His daughter (and therefore, in this case, X's mum) is an ethnomusicologist (see? I told you the relevance would become clearer). X herself is quite partial to a bit of NMA, so her Ma's heard some on occasion. I visited them in Texas a few years ago and we had a fascinating conversation about the cultural significance of music, and the reasons why it's folly to try to divorce things from all the baggae they carry. And why NMA and the Levellers would never be big in the States. X had seen the Levellers in Texas in front of about 30 people. I'd seen them at Glastonbury in front of over 30 000.

When I saw NMA last December, they played two evenings in London, with two sets per evening and no songs repeated.
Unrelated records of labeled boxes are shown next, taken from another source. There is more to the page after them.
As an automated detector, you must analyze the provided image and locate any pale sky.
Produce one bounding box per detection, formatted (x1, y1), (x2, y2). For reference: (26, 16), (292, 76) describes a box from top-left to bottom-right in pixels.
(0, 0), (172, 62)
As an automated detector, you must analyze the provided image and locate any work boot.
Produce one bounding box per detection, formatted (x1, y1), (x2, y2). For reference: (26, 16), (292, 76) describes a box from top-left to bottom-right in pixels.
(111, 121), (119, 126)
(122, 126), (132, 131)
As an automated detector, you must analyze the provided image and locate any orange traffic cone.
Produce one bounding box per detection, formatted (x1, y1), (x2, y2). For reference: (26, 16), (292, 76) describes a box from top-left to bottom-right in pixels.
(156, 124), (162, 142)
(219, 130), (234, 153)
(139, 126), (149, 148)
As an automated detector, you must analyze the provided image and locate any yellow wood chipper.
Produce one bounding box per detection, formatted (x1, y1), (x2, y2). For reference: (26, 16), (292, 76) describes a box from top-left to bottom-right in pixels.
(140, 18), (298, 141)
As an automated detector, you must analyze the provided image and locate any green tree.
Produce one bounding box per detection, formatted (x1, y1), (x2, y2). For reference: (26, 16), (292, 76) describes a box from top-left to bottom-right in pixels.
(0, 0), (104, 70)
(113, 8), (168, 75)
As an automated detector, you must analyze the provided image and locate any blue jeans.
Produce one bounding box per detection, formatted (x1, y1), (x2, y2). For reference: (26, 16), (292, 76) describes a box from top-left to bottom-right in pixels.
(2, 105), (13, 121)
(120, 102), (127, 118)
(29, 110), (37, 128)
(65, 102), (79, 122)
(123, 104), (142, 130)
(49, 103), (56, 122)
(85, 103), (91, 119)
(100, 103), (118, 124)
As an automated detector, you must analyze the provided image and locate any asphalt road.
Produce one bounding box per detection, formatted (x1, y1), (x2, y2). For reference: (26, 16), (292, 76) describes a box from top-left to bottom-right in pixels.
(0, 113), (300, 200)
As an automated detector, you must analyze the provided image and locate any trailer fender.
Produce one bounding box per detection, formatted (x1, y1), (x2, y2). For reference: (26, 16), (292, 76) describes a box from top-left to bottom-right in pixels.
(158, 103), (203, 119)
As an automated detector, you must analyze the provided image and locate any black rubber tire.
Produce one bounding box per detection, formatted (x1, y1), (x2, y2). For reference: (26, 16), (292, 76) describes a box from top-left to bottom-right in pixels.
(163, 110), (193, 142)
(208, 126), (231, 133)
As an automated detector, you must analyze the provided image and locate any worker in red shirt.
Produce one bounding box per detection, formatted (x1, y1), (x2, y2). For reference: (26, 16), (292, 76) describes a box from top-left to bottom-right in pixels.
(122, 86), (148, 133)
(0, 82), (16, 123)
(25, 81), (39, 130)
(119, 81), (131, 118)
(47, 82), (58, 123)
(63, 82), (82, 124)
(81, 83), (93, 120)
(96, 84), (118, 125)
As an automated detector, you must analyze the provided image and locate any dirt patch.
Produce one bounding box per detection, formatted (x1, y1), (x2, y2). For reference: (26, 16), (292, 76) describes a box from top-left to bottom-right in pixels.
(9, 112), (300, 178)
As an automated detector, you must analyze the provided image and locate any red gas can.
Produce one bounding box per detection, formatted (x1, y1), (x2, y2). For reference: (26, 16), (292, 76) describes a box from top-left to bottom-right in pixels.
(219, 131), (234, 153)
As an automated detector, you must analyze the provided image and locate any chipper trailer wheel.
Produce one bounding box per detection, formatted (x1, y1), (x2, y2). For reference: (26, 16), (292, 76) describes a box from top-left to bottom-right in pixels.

This was obviously a chance for them to dust off a lot of stuff they don't play very often. I remarked between sets on the second night, to a friend, that the song I'd most like to hear that there was no way they'd play would be Marrakesh. As I'm sure you guessed instantly, it worked like a charm and pretty soon it wafted into view. If you were there, I was the one about two-thirds of the way back to
the railing with the sad smile. As it turns out, the erstwhile LOML also went to see them in December, but only for the other evening. Whether it would have been a good or bad thing if she'd done both I don't know. Probably neither, as I'd have been no more likely to realise she was there.

Anyway, as you've guessed, I've just retyped that from memory (fairly similarly to the original) and finished it. The obituary I was looking for was, of course, her Grandfather's, and of course I didn't find it. In fact, I haven't really been able to find anything very much concerning him. I remember that the obituary was written by an Estenssoro (Hugo?), who was presumably
a relation of President Estenssoro. X would like to agitate for a translation, but she doesn't really know where to start.

Right. It's after midnight now, so I'm off to bed. This thing's a horrible time sink.